= TAS classification =

Naming system for volcanic rocks

TAS stands for Total Alkali Silica. The TAS classification can be used to assign names to many common types of volcanic rocks based upon the relationships between the combined alkali and silica contents. These chemical parameters are useful because the relative proportions of alkalis and silica are important in determining both normative mineralogy and actual mineralogy. The classification can be simple to use for rocks that have been chemically analyzed. Except for the following quotation from Johannsen (1937), this discussion is based upon Le Maitre et al (2002).

==Use of the TAS classification==

Before using the TAS or any other classification, some particular guidance by Johannsen (1937) should be kept in mind.
Many and peculiar are the classifications that have been proposed for igneous rocks. Their variability depends in part upon the purpose for which each was intended, and in part upon the difficulties arising from the characters of the rocks themselves. The trouble is not with the classifications but with nature which did not make things right. … Rocks must be classified in order to compare them with others, previously described, of similar composition and appearance. If this cannot be done on a genetic basis, then an artificial system must answer in order to serve as a card index to rock descriptions. Although this may be an evil thing, it is, at least, the least of several evils.

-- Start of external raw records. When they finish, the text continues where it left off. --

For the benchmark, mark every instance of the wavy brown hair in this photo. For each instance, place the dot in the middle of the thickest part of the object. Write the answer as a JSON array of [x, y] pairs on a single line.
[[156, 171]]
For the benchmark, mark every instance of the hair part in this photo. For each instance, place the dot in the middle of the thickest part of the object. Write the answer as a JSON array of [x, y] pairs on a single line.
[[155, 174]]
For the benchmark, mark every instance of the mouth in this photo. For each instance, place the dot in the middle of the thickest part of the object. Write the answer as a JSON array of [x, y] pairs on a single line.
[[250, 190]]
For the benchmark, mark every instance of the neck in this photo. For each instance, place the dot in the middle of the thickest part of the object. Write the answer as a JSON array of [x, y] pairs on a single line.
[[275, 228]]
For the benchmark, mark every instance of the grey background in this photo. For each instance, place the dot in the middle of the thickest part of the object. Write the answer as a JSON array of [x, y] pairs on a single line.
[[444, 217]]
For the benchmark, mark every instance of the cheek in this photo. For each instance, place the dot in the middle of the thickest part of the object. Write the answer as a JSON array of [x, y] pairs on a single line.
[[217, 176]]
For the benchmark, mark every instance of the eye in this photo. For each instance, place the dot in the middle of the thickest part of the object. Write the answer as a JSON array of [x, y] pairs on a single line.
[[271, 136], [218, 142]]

The TAS classification cannot be applied to all volcanic rocks—as discussed in detail by Le Maitre et al (2002). Certain rocks cannot be classified/named using the diagram. For others, additional chemical, mineralogic, or textural criteria must be used, as e.g. lamprophyres.

The TAS classification should be applied only to rocks for which the mineral mode analysis cannot be determined. Otherwise, a scheme based on mineralogy, such as the QAPF diagram, or one of the other diagrams available for igneous rocks may be suitable. Before classifying rocks using the TAS diagram, the chemical analyses must be recalculated to 100% excluding water and carbon dioxide.

==The TAS diagram==

TAS Diagram. This version is based upon coordinates provided by Le Maitre et al. (2002).

The names provided by Le Maitre et al. (2002) for fields in the TAS diagram are listed below.

B (Basalt)—Use normative mineralogy to subdivide.

O1 (Basaltic andesite)

O2 (Andesite)

O3 (Dacite)

R (Rhyolite)

T (Trachyte or trachydacite)—Use normative mineralogy to decide.

Ph (Phonolite)

S1 (Trachybasalt)—*Sodic and potassic variants are hawaiite and potassic trachybasalt.

S2 (Basaltic trachyandesite)—*Sodic and potassic variants are mugearite and shoshonite.

S3 (Trachyandesite—*Sodic and potassic variants are benmoreite and latite.

Pc (Picrobasalt)

U1 (Basanite or tephrite)—Use normative mineralogy to decide.

U2 (Phonotephrite)

U3 (Tephriphonolite)

F (Foidite)—When possible, classify/name according to the dominant feldspathoid. Melilitites also plot in this area and can be distinguished by additional chemical criteria.

(*)Sodic as used above means that Na_{2}O - 2 is greater than K_{2}O, and potassic that Na_{2}O - 2 is less than K_{2}O. Yet other names have been applied to rocks particularly rich in either sodium or potassium—as are ultrapotassic igneous rocks.